Venezuela’s Maduro Recalls Brazil Ambassador Over Coup

Venezuelan President Nicolas Maduro, a close ally of the government of President Dilma Rousseff, dubbed his Brazilian counterpart the victim of a coup.

Venezuelan President Nicolas Maduro recalled his ambassador to Brazil, Alberto Castelar, to Caracas Friday to evaluate the decision of legislators to suspend President Dilma Rousseff from office as part of the ongoing impeachment trial.

“We were evaluating this painful page in the history of Brazil,” Maduro said in a radio and television broadcast on Friday in the wake of a 55 to 22 vote to temporarily remove the president from office for 180 days for allegedly violating budgetary laws.

Maduro echoed Secretary-General of the South American bloc UNASUR, Ernesto Samper, and other leftist government in the region in rejecting the assault on Rousseff, the legitimate president of Brazil. Maduro argued that Rousseff, the first woman president of Brazil, has been the victim of a coup.

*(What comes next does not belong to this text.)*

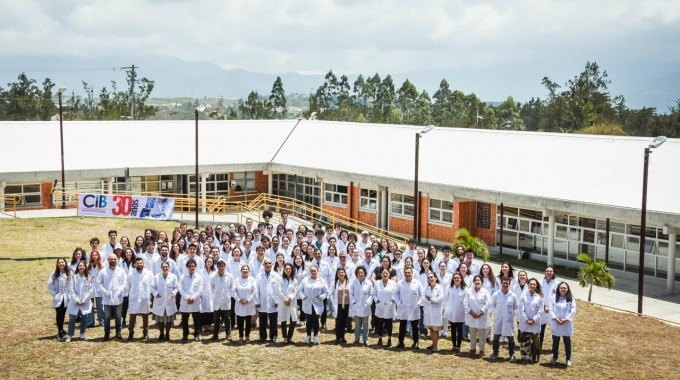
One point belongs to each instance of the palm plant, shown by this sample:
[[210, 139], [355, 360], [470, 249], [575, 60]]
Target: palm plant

The Venezuelan president, a close ally of Rousseff’s government, called the decision of the Brazilian lawmakers “totally unfair play.”

He also called on all of Latin America and the Caribbean to raise its voice to make the world aware of what is happening in Brazil and in the region.

The move to recall the ambassador to Brazil comes as Maduro also faces a right-wing campaign that seeks to remove him from office.

Brazil’s Senate approved the opening of an impeachment process against Rousseff Thursday, installing Vice President Michel Temer as president temporarily.